Years later I being still obsessed with the work of Tolkien find a prize in the local library. Tucked away in a corner is an interview with the great JRR. And I checked that bitch out... I mean what nerd wouldn't. I sat getting ready to go and pull levers and hit switches one morning watch the video and then I hear him in the most charming of English verbalizations.... "Well, I always thought of the Fellowship as a family." I sat motionless for a while.... Then called my Mom and apologized.... She had no idea what I was talking about.
Afterwards how can I not take Sync as special. It is an accumulation of my Time spent here on Earth. Everthing I love wrapped into one.
And yet I have tainted the fuck out of it, leaving my stench everywhere. Setting list and mental plans that Time will never allow.
You know Time raised his Sickle to my modest family on New Years Eve.... Isn't that poetic. The day that we see Kronos, or Saturn with little Baby New Year and my brother Kevin has his unborn baby twins harvested..... What cruel pathetic words I use. What a heartless idea. They were still born and luckily my Mom was visiting him for the Holiday's. She saw him through it.
They were not really expected to make it, I mean the doctors had warned us. But, your never really prepared, how can you be. The embryonic sack didn't split. They could have both made it, but they shouldn't have even been boys. Usaully that kind of pregnancy bears females. And of course one could over power the other, or the get wrapped in each others cord no being in separate sacks.... Which is what happened.
I don't know why I started writing this. Maybe because.... Because it was about time I got it out of my system. Maybe because I'm just sick of watching relationships ruined in time over stupid shit. Maybe I'm just a fucked up sync head who saw The Time Travelers Wife tonight and can't get over the fact that the main character was named after one of my Brothers boys.... Henry. I didn't really realize that until i wrote it. See Henry in the movie can't have kids because they keep time jumping out of the womb.... The other was named William of course my brothers sons I mean. William and Henry. He named them, he told me(sorry Kevin) that they looked like creatures, but he named them.
My Mom saw Avatar at the beginning of the year. And god forgive me I got angry because she found relevance in that movie too. That the twins become one. My brothers twins were one kid, decided to split, and then thought that maybe that wasn't such a good idea. The sack therefore didn't separate and then, after a Time, they died. The now rest in an urn, both their ashes together as one. Just like our blue star on the silver screen becoming one with his dead brother. And everytime I see his deformed legs I see what my Mom meant. I hear my brothers word... Creature.
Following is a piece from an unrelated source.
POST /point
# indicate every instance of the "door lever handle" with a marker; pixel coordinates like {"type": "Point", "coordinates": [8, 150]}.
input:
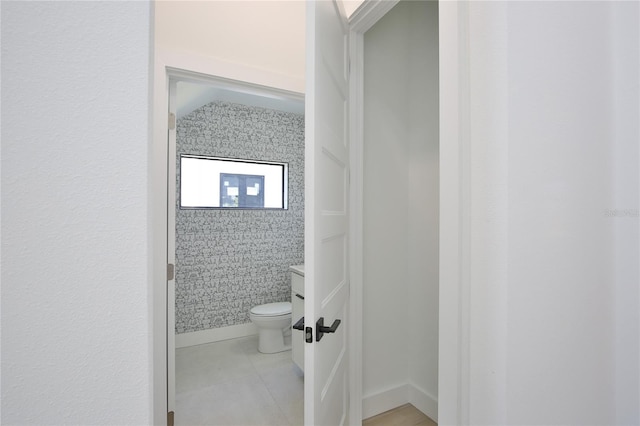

How fucked up has sync made us. That we find pleasure in the numbers on license plates. That we find poetry beyond explanation in the headline of a newspaper. I live in a fantasy world do I. Well so what, I'm happier than you if you live without the poetry of meaning in your life. After all these broken and forgotten thoughts, everything I see makes me happy.
I can't remember in all my explorations of the unsolvable anything that has given me more insight. Reality as a singular noun makes absolutely no sense to me now.